Things WWE Could Learn from AEW: The Opening

At this point we can’t really refer to AEW as fledging competition to WWE’s multi-decade ownership of wrestling in the United States. AEW might still be the smaller company, but it is quickly building up its roster with a mix of world talent and former WWE Superstars. WWE may still be number one, however, there are things WWE could learn from AEW which is starting to outperform big brother in several ways.

One of the biggest problems WWE has currently is its need to force a 20-minute opening mic segment on the audience regardless of circumstance or talent involved. The show opens, a WWE Superstar walks slowly to the ring. They stand in the ring. Eventually they start talking to the camera, fans, someone backstage, etc. And this goes on forever. If you start your average AEW Rampage or Dynamite at the same time as either SmackDown or RAW, you’re likely to be into your second AEW (possibly even third) match before any wrestling has taken place on WWE.

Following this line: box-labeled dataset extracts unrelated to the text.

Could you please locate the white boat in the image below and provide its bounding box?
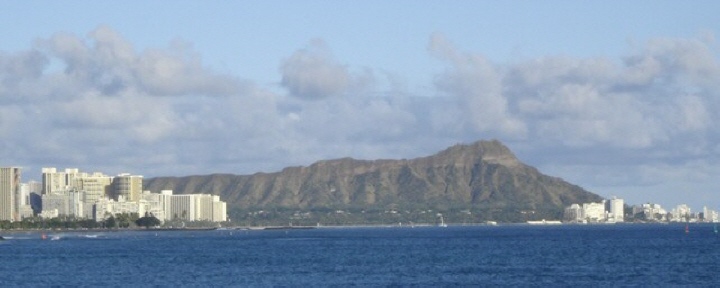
[438,215,447,227]
[528,219,562,225]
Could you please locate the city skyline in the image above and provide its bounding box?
[0,0,720,208]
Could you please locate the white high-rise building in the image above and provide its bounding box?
[670,204,692,222]
[608,197,625,222]
[0,167,21,221]
[582,200,606,222]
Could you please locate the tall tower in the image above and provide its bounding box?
[0,167,20,221]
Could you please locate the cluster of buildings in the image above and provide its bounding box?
[563,197,625,223]
[632,203,720,223]
[563,197,720,223]
[0,167,227,222]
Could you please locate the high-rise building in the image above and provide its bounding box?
[608,197,625,222]
[113,173,143,202]
[0,167,20,221]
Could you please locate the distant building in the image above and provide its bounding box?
[607,197,625,222]
[563,197,625,223]
[582,200,607,223]
[670,204,694,222]
[113,173,143,202]
[0,167,21,221]
[563,204,583,223]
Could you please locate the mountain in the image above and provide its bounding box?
[144,140,602,219]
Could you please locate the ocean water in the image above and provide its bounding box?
[0,224,720,287]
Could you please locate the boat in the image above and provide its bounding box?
[527,219,562,225]
[438,215,447,227]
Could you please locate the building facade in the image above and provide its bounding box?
[0,167,21,221]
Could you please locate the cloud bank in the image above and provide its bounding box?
[0,27,720,207]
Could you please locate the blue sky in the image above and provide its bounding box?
[0,1,720,210]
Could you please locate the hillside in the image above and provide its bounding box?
[145,141,601,221]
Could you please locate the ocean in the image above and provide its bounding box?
[0,224,720,287]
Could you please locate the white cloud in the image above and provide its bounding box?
[280,39,352,99]
[0,27,720,209]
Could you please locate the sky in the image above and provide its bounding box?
[0,0,720,211]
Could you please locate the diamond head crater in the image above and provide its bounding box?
[144,140,602,226]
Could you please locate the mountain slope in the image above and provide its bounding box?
[145,141,601,219]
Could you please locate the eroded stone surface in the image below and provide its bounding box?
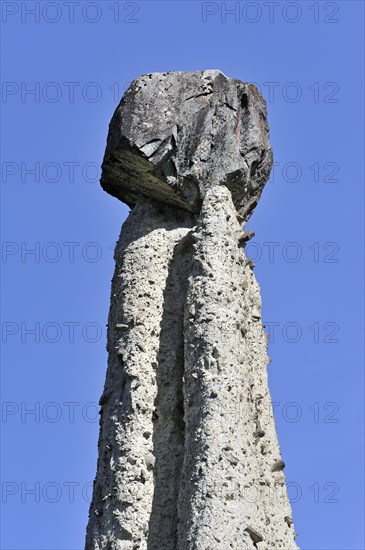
[85,71,297,550]
[102,70,272,219]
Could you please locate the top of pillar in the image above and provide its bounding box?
[101,70,272,219]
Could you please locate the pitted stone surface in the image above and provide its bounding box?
[85,71,297,550]
[102,70,272,219]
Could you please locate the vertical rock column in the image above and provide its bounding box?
[85,70,297,550]
[178,187,296,550]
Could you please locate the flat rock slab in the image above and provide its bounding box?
[101,70,272,220]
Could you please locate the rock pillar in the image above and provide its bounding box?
[85,71,297,550]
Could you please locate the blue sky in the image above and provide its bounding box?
[1,0,364,550]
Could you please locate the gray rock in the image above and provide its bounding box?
[85,71,297,550]
[101,70,272,220]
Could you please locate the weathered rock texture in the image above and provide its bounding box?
[86,71,297,550]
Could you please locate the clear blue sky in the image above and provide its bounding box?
[1,0,364,550]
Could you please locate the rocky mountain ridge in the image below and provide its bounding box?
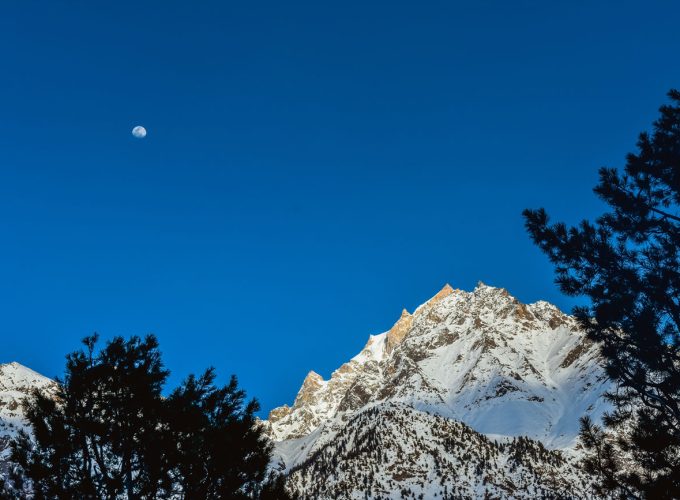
[266,283,611,498]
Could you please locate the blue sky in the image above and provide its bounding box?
[0,0,680,411]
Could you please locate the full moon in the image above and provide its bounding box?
[132,125,146,139]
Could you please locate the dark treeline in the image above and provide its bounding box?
[524,90,680,498]
[3,335,287,500]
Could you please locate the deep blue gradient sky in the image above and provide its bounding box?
[0,0,680,411]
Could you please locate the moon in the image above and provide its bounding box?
[132,125,146,139]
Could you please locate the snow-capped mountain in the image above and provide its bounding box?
[0,363,56,476]
[267,283,611,498]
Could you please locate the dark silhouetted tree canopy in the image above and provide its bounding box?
[524,91,680,498]
[6,335,287,500]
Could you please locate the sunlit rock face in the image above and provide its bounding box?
[267,283,611,498]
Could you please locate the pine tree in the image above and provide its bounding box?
[4,335,288,500]
[524,90,680,498]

Since the premiere of CM Punk to AEW on September 5th of this year, only twice has AEW opened with a lengthy talk segment on their weekly shows. The first was Punk’s premiere, and the first time wrestling fans got to hear the wrestler drop an in-ring pipe bomb in 7 years. And that segment was only half as long as WWE’s weekly diatribes which too often have nothing to say. Let that sink in. He only took half the time WWE wastes on a regular basis.

The second was this past week when AEW put two of its best in the ring together and let Punk verbally spar with MJF. The segment worked both because of the talent involved and because AEW hadn’t been doing the exact same thing every week. It was special. It was memorable. Too much of WWE programming has been neither of those things for far too long.

The opening 20-minute monologue deserves to be retired and only brought back on special occasions when circumstances demand it. When you see how rarely, but effectively, AEW uses the concept WWE has made one of its staples, it offers the first of many examples of things AEW is now doing better than WWE.